Wirtschaft

Verzögerung Infrastrukturausbau: jährliche Einbußen für Metropolregion Hamburg von rund 4 Mrd. Euro absehbar

08.11.2012

Süderelbe AG, Wachstumsinitiative Süderelbe AG Hamburg-Harburg: Die Metropolregion Hamburg ist aufgrund der ausgezeichneten Lage für das europäische Hinterland der Top-Wirtschaftsstandort in Deutschland und das Zentrum der deutschen Außenwirtschaft. Doch aktuell wird nach Ansicht der Süderelbe AG zu wenig in den Ausbau der Infrastruktur investiert, wichtige Projekte verzögern sich oder werden nicht realisiert.

Die Süderelbe AG hat die Situation analysiert: für die Metropolregion Hamburg führt die Nicht-Umsetzung der aktuellen Maßnahmen aus der „Ahrensburger Liste“ (mit einem geschätzten Investitionsvolumen von rd. 15 Milliarden Euro) zu einem jährlichen Verlust an Wirtschaftskraft (BIP) von fast 4 Milliarden Euro.

Fast 80 Teilnehmer aus Wirtschaft, Politik und Verwaltung kommen am Dienstagabend auf Einladung der Süderelbe AG in den Kaispeicher am Harburger Binnenhafen. Dr. Jürgen Glaser, Prokurist bei der Süderelbe AG stellt die Position der Süderelbe AG vor, gefolgt von Vorträgen von Dr. Sebastian Stern, Principal bei McKinsey & Company und Wolfgang Hurtienne, Geschäftsführer der Hamburg Port Authority (HPA).

Im Anschluss an die Vorträge diskutieren die Teilnehmer unter dem Motto „Infrastrukturentwicklung in Norddeutschland – (k)ein Vorzeigemodell“ über neue Wege, um den künftigen Anforderungen eines steigenden Güter- und Verkehrsaufkommens gerecht zu werden.

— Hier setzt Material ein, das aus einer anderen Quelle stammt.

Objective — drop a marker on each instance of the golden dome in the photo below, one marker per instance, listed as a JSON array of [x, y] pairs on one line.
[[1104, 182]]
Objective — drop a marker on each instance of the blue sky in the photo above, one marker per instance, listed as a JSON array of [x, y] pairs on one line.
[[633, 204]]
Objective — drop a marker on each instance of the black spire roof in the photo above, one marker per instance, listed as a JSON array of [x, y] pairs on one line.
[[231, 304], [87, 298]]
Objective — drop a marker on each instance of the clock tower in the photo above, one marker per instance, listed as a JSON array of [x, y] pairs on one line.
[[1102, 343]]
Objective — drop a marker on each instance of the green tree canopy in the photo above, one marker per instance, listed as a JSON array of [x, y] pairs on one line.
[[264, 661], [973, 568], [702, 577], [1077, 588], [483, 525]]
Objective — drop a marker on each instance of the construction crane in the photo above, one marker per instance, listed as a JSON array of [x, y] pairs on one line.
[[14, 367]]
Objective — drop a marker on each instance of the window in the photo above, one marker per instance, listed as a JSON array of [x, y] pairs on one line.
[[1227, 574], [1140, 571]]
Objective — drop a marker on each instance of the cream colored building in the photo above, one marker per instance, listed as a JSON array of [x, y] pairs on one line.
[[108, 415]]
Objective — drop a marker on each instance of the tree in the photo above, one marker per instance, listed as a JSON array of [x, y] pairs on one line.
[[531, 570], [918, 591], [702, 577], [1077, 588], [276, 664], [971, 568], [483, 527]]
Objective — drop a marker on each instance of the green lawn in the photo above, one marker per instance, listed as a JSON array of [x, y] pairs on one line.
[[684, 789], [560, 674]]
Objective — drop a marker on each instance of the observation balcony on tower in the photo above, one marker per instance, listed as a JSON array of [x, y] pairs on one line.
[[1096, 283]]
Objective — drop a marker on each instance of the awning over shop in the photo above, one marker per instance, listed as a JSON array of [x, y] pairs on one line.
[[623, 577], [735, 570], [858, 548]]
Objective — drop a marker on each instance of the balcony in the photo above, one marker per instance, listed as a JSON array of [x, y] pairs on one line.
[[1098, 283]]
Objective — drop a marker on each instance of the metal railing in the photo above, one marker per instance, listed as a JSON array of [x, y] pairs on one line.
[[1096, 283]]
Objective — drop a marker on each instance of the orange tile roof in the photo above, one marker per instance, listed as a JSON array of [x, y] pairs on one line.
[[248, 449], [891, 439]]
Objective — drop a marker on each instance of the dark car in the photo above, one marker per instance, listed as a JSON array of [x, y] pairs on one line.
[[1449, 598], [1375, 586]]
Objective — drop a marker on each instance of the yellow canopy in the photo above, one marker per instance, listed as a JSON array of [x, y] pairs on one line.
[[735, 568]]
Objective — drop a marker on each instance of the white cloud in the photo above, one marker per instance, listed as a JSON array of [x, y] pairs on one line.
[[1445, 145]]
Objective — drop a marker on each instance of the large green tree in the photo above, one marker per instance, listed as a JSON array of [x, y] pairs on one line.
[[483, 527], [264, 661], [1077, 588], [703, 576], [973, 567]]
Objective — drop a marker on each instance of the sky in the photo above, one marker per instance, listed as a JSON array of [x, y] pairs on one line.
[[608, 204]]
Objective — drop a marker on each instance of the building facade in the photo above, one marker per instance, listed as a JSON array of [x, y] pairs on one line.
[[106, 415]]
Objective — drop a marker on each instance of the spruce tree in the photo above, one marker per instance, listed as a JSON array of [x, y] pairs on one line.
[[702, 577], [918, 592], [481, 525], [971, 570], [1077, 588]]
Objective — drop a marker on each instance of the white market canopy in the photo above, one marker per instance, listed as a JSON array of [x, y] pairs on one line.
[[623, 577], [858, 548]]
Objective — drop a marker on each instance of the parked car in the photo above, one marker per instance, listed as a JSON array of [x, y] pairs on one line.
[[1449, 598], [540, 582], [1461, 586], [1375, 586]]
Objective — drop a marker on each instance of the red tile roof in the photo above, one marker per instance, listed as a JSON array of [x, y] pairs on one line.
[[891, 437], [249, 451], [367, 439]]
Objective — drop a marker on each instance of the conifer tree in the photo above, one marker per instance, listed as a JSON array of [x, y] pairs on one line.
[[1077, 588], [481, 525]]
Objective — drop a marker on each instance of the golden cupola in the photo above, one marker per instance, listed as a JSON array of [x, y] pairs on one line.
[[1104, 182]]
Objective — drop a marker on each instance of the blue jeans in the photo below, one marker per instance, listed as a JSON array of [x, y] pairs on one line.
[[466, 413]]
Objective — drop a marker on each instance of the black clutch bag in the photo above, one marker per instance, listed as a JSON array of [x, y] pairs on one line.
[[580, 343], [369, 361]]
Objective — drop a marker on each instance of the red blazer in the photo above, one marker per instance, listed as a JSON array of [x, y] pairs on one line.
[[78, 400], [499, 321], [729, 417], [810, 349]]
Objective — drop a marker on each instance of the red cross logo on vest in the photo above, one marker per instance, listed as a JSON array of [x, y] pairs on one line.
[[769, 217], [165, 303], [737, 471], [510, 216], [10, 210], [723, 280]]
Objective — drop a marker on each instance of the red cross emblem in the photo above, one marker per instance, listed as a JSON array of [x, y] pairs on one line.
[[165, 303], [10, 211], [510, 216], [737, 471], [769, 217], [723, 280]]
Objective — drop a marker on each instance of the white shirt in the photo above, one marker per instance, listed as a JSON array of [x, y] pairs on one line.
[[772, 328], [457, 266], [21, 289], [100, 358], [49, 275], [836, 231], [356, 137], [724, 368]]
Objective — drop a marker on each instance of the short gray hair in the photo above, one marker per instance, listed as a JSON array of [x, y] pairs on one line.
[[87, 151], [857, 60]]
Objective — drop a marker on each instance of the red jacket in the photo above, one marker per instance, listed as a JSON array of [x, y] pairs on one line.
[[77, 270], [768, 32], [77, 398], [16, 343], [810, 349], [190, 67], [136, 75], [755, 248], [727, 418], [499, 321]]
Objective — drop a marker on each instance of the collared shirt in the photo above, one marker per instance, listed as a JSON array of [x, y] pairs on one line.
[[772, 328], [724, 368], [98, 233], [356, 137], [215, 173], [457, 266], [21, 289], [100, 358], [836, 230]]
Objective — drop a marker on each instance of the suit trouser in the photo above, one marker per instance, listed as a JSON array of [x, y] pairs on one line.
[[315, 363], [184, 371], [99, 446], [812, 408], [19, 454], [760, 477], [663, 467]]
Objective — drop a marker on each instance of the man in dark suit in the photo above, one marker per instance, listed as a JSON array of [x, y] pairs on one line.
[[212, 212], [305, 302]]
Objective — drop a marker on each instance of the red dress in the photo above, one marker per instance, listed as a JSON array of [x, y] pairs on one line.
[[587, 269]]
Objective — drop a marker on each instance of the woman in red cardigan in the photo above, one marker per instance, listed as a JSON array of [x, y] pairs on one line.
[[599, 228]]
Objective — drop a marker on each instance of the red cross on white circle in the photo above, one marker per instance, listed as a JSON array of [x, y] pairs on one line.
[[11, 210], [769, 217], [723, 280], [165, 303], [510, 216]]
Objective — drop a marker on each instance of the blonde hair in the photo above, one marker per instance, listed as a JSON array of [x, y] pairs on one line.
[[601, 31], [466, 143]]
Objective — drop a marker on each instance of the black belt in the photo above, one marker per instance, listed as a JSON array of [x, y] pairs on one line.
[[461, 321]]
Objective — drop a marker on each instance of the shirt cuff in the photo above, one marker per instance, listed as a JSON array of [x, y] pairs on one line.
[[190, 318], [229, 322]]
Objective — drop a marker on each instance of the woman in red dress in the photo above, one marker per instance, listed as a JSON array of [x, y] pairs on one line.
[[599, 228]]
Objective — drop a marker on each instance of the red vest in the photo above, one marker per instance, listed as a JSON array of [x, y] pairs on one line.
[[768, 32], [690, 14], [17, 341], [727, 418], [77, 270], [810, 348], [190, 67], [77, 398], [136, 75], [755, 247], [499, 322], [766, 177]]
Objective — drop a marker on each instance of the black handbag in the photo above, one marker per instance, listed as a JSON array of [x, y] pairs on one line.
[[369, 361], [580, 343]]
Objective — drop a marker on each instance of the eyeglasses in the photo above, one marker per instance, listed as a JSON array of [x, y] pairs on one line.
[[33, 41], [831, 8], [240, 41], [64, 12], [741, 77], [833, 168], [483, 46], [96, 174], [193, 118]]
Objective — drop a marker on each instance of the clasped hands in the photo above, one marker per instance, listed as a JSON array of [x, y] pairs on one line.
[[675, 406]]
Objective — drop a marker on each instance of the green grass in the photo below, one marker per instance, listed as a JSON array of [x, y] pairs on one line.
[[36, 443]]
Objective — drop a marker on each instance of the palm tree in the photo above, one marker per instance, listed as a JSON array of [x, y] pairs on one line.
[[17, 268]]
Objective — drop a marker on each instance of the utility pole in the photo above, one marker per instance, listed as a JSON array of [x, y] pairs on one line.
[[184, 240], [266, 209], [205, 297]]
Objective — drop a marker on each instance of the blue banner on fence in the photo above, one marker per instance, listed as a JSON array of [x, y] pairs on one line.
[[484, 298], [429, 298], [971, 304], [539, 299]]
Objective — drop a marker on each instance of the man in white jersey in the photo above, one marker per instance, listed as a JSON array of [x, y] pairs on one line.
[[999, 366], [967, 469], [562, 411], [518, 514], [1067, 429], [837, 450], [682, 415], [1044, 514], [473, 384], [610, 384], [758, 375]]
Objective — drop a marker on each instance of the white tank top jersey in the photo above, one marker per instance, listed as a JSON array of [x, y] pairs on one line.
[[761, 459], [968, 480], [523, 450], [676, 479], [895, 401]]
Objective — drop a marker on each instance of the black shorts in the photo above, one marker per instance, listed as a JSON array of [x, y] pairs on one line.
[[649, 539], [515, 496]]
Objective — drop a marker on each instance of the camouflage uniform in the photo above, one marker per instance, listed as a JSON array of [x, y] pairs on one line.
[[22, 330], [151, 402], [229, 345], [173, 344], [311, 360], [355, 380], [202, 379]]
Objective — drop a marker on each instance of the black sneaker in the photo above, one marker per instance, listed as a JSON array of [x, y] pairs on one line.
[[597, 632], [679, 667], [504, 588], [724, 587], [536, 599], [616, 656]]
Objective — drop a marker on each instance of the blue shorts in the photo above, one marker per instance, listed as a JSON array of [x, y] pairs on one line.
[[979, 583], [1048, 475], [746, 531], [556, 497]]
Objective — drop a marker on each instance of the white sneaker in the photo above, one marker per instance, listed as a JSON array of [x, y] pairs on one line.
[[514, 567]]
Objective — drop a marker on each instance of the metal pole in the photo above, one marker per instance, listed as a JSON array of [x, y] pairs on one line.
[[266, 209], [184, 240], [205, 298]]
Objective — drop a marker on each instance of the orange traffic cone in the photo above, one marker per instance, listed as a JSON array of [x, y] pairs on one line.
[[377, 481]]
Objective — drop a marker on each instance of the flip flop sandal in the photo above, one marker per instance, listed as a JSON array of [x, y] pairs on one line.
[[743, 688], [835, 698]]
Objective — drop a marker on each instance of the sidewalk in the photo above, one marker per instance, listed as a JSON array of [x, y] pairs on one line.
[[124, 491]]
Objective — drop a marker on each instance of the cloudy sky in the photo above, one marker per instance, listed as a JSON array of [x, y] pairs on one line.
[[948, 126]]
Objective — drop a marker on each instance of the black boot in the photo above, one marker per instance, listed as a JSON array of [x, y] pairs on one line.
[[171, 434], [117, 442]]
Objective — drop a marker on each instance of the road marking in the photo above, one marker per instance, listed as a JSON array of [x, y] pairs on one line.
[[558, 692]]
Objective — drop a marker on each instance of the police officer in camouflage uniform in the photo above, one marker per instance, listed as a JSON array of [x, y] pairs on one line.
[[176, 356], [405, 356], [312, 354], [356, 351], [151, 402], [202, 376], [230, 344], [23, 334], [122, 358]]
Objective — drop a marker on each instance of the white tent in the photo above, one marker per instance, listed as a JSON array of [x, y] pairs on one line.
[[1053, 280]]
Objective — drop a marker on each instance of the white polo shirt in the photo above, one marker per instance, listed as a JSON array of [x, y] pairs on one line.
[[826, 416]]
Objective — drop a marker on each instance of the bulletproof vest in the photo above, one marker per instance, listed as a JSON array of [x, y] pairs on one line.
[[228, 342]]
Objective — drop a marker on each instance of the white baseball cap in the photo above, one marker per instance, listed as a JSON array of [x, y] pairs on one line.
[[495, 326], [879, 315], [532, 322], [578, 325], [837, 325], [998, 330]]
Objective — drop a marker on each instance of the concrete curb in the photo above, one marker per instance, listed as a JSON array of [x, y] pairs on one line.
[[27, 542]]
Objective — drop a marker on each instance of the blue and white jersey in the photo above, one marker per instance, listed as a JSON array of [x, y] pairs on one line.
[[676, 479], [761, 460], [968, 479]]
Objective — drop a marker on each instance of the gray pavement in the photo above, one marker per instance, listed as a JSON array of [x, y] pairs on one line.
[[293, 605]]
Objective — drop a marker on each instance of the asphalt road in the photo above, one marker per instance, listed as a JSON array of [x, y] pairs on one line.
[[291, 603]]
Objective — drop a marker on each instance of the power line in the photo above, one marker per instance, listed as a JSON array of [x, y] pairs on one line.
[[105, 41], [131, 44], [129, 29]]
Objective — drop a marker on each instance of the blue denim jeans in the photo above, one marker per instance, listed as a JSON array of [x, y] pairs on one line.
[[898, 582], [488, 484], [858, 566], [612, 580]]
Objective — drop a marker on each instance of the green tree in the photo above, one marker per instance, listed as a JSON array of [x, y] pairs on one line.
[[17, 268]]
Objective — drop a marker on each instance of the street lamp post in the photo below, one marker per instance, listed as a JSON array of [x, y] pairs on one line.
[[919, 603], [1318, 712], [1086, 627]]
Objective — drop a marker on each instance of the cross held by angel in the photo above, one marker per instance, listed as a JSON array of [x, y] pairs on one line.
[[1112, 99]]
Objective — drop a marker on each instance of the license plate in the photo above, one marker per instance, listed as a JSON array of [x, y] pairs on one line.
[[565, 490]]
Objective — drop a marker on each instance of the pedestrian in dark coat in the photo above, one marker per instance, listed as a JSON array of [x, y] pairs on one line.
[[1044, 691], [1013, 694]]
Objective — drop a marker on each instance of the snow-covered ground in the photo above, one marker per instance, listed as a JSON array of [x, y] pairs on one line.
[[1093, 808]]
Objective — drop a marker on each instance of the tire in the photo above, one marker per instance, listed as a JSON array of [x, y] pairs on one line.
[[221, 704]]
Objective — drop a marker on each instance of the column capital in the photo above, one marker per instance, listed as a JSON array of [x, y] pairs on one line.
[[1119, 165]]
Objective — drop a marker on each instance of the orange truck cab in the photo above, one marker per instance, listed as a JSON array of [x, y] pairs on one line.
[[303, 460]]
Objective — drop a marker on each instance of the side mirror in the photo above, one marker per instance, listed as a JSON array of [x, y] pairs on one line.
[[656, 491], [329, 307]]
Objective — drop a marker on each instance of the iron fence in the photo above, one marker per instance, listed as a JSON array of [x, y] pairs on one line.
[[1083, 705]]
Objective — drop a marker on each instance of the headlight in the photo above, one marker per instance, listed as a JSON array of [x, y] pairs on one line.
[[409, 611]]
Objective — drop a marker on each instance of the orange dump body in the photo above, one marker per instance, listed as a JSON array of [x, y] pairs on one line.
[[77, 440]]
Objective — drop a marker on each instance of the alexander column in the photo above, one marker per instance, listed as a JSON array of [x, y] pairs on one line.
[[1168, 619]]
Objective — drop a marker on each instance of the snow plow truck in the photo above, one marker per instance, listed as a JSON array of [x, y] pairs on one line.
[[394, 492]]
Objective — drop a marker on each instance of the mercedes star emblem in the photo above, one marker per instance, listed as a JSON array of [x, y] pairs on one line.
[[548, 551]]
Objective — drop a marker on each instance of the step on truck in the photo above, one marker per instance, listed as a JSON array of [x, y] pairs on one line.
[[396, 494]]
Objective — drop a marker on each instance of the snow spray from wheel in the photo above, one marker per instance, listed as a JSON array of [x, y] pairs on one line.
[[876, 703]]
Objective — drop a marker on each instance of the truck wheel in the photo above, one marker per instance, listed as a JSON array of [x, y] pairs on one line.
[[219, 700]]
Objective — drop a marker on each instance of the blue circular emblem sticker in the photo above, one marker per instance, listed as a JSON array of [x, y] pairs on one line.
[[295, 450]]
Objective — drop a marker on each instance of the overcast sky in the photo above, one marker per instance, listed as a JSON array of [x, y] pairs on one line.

Süderelbe AG Vorstand Jochen Winand: Die Metropolregion Hamburg (MRH) ist wirtschaftlicher Motor und Impulsgeber für Norddeutschland. Sie ist Industriestandort sowie Handels- und Dienstleistungszentrum. Aber: Die große wirtschaftliche Bedeutung der Infrastrukturentwicklung für die MRH und für Norddeutschland wird beim Einsatz von Investitionsmitteln u.E. nicht angemessen berücksichtigt. Dabei sind die Fortführung der Planungen sowie die Realisierung der notwendigen Verkehrsinfrastrukturprojekte in Norddeutschland dringender denn je.
Aktuell wird vom Bundesverkehrsministerium für den Güterverkehr ein Anstieg der Verkehrsleistung – je nach Verkehrsträger - um 20 bis 80 Prozent bis zum Jahre 2025 vorhergesagt.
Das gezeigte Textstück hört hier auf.